Third Grade gardeners in Mrs. Glover’s, Ms. Cribbs’, and Mrs. Newman’s classes learned about planting seeds using Seed Balls. They then created their own Seed Balls, which will be used to plant seed throughout the garden after Thanksgiving.
Seed Balls were first developed by Japanese farmer and scientist Masanobu Fukuoka, a pioneer in the sustainable agriculture movement. Fukuoka felt that the most important way to preserve soil health and viability was to never till, or turn, the soil, resulting in no loss of soil fertility. Fukuoka’s book, The One-Straw Revolution, explains many of his ideas.
Seed Balls are made by mixing 5 parts powdered red clay (ground by Mrs. Glover’s class) with one part seeds, three parts compost, and a small amount of water. Students mixed these dry ingredients together and then added small amounts of water until the mixture had the consistency of brownie batter. Then they rolled the “dough” into 1/2 inch diameter balls. The balls will dry for a week before planting.
Seed Balls are often used to replant native vegetation in denuded and disturbed land. Seed Balls are scattered across the surface of land, ten balls per square meter, and left to sit. The hard clay protects the seeds from gathering insects, wind and birds until rains come. Then the rain softens the clay, softens the seed coat, and allows roots and shoots to grow down and up.

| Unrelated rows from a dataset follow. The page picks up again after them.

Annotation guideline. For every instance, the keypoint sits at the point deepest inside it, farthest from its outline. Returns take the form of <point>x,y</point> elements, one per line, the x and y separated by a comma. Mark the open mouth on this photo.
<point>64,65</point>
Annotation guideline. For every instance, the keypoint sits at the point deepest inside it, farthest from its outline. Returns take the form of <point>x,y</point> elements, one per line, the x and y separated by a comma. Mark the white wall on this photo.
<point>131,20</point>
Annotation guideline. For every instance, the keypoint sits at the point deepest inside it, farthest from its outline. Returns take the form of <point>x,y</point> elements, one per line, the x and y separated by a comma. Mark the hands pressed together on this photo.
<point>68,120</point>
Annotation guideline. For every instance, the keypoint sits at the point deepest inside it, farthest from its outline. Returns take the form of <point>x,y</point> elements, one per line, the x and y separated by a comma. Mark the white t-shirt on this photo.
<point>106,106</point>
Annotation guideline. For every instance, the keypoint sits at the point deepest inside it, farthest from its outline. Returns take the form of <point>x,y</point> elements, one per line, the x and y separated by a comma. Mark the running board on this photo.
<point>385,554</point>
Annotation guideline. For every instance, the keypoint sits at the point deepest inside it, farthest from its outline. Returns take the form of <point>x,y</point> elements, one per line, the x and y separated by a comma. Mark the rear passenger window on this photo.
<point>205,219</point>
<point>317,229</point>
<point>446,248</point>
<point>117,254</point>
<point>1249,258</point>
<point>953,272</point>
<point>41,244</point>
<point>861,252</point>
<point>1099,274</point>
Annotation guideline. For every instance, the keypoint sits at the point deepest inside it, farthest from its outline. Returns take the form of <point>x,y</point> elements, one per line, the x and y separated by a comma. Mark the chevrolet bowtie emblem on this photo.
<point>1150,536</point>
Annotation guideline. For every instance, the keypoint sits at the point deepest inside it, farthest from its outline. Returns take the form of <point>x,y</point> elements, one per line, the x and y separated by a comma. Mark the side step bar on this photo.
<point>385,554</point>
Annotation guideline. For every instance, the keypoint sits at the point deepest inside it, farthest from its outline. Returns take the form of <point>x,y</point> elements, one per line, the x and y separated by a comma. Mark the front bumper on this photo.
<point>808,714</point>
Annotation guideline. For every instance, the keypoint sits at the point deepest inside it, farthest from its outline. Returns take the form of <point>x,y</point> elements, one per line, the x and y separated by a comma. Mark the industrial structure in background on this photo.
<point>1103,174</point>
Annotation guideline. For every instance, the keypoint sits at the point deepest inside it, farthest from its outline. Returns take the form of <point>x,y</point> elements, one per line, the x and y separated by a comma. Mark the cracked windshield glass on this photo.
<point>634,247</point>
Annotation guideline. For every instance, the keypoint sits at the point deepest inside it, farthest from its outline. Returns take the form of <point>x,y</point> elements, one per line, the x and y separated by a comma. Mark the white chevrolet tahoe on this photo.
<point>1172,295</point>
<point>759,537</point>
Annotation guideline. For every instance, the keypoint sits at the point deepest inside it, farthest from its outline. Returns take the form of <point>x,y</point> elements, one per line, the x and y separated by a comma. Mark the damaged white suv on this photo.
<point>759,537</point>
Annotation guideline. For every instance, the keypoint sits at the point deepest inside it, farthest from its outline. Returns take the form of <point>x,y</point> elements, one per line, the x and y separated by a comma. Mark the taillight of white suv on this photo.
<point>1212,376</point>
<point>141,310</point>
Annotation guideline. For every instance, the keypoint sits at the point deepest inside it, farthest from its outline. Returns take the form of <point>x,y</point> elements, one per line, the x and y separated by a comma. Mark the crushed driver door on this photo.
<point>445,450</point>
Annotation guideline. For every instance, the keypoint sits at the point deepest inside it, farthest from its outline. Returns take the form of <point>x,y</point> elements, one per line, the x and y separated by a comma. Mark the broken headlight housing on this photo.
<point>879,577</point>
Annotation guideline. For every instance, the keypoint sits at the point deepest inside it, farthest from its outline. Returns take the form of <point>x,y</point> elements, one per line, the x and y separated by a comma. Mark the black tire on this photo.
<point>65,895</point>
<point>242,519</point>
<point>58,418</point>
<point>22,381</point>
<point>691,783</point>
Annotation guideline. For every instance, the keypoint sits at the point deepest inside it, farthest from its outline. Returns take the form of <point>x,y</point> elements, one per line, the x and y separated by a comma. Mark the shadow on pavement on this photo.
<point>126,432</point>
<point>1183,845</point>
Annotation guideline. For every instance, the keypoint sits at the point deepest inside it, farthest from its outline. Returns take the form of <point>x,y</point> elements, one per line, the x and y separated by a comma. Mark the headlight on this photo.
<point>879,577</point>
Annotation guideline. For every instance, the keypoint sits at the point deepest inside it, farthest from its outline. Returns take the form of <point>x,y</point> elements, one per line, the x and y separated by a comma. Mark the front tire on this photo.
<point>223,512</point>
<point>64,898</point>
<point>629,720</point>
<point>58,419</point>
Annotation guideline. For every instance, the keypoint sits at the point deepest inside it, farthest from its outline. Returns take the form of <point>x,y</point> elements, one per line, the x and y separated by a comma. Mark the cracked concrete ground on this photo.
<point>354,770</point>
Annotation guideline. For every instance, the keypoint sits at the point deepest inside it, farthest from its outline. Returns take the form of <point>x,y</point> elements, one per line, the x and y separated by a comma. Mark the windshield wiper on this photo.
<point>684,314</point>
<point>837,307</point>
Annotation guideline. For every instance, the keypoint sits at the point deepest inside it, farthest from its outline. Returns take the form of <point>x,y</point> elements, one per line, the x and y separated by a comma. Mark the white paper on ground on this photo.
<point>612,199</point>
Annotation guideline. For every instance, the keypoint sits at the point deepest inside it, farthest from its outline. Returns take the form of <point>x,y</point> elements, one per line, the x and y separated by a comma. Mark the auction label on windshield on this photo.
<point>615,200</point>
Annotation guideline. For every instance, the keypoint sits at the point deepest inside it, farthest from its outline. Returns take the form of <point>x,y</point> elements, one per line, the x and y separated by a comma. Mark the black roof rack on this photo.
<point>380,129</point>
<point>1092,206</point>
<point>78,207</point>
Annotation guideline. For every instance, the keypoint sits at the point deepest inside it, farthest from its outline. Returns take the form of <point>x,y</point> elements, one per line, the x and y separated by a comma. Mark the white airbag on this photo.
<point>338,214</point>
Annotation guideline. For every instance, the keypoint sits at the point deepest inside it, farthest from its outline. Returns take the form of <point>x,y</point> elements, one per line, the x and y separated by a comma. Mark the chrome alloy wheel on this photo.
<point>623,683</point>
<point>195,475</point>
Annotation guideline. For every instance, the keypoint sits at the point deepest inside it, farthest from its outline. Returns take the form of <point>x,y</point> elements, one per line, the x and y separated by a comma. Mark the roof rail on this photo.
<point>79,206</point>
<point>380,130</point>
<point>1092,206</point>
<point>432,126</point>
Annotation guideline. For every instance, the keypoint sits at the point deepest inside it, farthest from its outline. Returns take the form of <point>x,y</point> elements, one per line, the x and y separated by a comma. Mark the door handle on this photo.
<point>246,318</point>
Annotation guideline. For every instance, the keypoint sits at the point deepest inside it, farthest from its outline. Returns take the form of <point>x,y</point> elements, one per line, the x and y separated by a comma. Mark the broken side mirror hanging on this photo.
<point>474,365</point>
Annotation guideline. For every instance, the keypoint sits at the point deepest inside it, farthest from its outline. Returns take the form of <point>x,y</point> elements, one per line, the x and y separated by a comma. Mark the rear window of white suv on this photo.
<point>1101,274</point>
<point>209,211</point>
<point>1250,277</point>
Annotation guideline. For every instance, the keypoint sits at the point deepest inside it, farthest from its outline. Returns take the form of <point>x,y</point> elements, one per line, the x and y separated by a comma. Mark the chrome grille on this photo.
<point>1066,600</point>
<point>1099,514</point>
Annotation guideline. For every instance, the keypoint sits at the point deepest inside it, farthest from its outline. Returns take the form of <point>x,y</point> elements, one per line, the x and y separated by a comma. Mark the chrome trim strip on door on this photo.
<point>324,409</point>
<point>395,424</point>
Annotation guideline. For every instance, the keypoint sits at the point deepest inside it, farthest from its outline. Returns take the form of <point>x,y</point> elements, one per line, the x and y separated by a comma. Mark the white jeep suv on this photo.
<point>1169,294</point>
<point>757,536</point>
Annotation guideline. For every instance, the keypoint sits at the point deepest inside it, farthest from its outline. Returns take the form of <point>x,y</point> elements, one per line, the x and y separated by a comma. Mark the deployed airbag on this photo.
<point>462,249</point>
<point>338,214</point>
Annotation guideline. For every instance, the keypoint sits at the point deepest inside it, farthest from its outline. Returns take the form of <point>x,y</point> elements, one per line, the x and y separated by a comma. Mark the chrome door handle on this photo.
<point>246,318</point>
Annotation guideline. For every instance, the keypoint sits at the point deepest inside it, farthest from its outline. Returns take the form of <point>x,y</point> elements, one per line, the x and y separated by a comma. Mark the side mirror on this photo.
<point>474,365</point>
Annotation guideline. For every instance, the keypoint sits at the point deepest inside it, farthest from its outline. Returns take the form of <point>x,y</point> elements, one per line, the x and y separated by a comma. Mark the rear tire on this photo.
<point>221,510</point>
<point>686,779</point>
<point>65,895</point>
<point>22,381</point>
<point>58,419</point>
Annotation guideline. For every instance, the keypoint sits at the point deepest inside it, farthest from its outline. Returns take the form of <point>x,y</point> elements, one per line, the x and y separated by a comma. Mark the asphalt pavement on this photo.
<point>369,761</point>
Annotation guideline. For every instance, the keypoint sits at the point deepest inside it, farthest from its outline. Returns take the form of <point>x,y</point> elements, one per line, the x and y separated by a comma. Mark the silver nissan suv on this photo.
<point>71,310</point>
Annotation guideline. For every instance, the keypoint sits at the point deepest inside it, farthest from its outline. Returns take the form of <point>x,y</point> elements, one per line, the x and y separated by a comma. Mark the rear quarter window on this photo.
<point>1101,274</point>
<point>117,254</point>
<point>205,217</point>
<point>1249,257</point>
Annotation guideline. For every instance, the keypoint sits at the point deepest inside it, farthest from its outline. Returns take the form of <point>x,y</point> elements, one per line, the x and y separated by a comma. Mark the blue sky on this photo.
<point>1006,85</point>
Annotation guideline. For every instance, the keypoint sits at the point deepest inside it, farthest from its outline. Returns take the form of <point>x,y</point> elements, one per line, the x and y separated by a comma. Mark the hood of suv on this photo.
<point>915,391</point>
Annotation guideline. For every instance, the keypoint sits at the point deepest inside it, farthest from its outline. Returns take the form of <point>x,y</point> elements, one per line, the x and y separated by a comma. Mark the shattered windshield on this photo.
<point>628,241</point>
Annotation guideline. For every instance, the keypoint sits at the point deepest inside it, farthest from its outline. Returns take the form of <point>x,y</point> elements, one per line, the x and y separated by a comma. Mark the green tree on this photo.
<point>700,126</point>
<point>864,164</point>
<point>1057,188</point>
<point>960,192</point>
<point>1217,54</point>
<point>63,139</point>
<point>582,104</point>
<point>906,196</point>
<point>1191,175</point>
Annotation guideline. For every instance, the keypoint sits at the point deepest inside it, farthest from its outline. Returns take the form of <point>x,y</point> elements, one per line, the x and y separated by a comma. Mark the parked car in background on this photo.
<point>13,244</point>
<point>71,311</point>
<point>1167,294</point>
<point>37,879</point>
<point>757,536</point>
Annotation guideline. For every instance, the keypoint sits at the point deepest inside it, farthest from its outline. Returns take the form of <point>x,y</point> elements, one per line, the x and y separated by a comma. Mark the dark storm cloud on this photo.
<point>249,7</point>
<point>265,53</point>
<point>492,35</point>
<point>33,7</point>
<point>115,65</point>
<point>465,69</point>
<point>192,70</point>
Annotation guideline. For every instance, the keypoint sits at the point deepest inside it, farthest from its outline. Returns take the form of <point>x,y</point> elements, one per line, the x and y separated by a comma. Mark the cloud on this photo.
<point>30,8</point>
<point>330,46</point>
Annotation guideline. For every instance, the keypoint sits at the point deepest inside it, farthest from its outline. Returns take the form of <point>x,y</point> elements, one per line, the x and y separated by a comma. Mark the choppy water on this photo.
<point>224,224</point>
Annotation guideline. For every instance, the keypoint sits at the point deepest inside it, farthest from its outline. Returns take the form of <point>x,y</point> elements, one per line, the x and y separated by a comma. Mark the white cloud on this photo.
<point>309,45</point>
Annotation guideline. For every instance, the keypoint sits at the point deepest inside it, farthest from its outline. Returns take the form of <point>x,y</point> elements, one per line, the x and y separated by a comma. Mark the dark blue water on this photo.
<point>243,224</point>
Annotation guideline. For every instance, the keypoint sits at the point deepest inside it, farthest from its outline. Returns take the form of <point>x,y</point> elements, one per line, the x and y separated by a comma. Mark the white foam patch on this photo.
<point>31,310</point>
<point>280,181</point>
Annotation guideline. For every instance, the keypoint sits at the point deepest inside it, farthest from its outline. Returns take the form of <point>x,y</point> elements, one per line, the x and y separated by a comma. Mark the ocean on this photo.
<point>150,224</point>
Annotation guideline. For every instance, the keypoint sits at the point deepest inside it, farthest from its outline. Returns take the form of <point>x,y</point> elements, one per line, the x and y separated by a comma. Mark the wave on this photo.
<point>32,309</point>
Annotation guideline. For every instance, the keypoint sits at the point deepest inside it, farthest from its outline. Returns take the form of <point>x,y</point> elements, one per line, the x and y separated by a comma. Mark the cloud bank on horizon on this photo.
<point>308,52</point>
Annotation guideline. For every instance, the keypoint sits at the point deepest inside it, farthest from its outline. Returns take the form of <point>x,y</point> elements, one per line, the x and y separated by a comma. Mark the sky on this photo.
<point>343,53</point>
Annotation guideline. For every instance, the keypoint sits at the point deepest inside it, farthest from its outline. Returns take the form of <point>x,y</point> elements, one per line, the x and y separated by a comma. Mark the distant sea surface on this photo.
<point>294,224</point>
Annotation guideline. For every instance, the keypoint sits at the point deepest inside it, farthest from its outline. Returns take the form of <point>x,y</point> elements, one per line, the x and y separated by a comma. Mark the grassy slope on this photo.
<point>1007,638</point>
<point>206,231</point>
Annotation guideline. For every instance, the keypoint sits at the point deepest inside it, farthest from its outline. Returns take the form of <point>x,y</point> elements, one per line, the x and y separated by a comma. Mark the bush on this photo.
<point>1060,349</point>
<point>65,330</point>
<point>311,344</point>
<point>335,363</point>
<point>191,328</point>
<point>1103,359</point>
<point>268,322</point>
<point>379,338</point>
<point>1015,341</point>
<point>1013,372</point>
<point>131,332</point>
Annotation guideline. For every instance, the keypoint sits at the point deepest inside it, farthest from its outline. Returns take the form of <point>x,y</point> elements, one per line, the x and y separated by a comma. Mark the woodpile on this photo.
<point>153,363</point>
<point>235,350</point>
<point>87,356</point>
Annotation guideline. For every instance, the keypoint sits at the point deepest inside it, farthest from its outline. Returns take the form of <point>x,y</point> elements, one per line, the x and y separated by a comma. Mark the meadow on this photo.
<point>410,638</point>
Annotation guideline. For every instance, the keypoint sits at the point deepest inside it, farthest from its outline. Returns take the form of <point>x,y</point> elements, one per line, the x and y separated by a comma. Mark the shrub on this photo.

While Seed Balls can be very effective in reseeding areas that have lost vegetation, it is essential that no non-native seeds be added to seed balls that will be used in wild areas. Only seeds that come from a particular piece of land should be used on that piece of land to prevent non-native and invasive species of plants from overwhelming native species. When non-native plants are introduced to an area, they often replace native plants, effectively removing the foods and sheltering plants that animals need in a habitat.